The parser would then be constructed with the appropriate factory object and would use

statement = myFactory->newIfStmt( a,b,c );

instead of

statement = new IfStmt<Operation>( a,b,c );

(or however we created the specific types of statement objects). Note that the abstract base class has a virtual destructor but no constructors - the default will be sufficient (we could declare a protected default constructor if we really wanted to be more precise). Furthermore, the derived factory classes have only a public constructor and then all the methods are private - why? Because they are only ever called through the public methods in the base class - they are "merely" an implementation detail.
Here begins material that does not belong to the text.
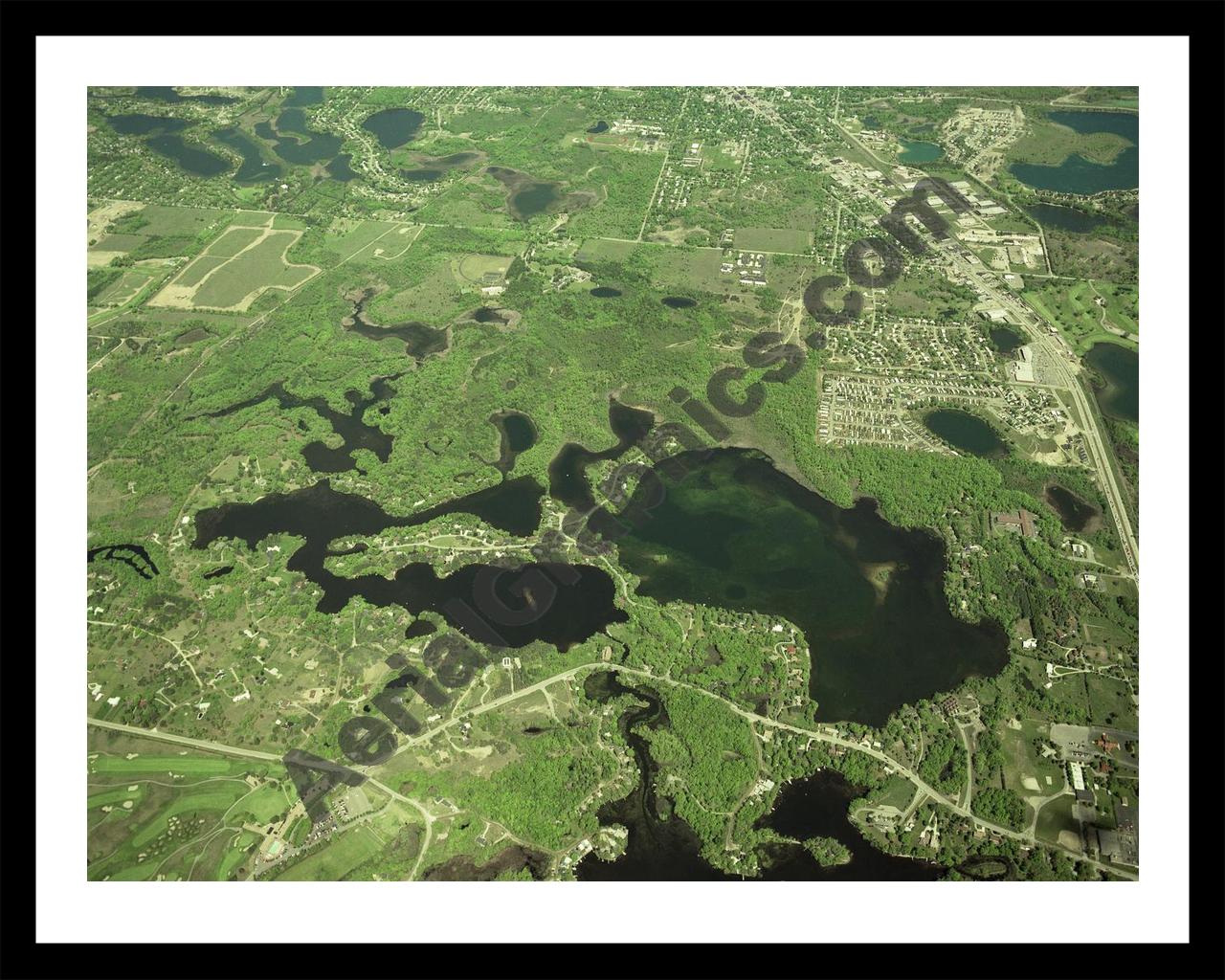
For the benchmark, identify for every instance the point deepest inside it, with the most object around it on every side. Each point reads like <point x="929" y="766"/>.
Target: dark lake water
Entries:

More genericity, please waiter!

Some people are never satisfied! We now have a parser that can be told, at run-time, to build either a compiler representation or an analyser representation. Can we actually make it more generic? How about if we could build a generic representation and then tell that what to do?

If we consider what operations we need to perform, we see that we can use a trick very much like that for the parser factory to defer the operation until run-time. This time we use a generic operation method within each statement class that delegates to a factory-like object method for each derived statement class's operation method:

void IfStmt::operation(
  const Operation& anOperation)
{
  anOperation->ifStmt(condition,
                     trueStmt, falseStmt );
}
class Operation
{
public:
  virtal void ifStmt( Expression*,
                      Statement*,
                      Statement* ) = 0;
  //...
};
class CompilerOperation : public Operation
{
private:
  void ifStmt( Expression*,
               Statement*, Statement* );
};
void CompilerOperation::ifStmt(
  Expression* condition,
  Statement*  trueStmt,
  Statement*  falseStmt
)
{
  condition->operation( *this );
  Label* label = getLabel();
  branchIfZero(label);
  trueStmt->operation( *this );
  if (falseStmt)
  {
    Label* end = getLabel();
    branch(end);
    label->write();
    falseStmt->operation( *this );
    end->write();
  }
  else
  {
    label->write();
  }
}

Static vs. dynamic

I hope this instalment has shown how sometimes a dynamic (run-time) solution can be more elegant than a static (compile-time) one. I hope you've also seen a pattern in the solutions above, where a (deep) class hierarchy can be mapped onto the methods in a (shallow) factory hierarchy and the resulting combination provides an elegant double-despatch, polymorphic in both the type of the "factory" and, in our case, type of the statement.

Next time

In the dark prehistory of this irregularly scheduled column, I threatened articles on templates, overloading and a myriad other things. For the next couple of issues I'm going to take a break and then go back and critically review some of the material in the first six articles - now is a good time to send me comments and / or questions on what you've read so far. It's also a good time to make requests about what you'd like to see covered in future articles in this column.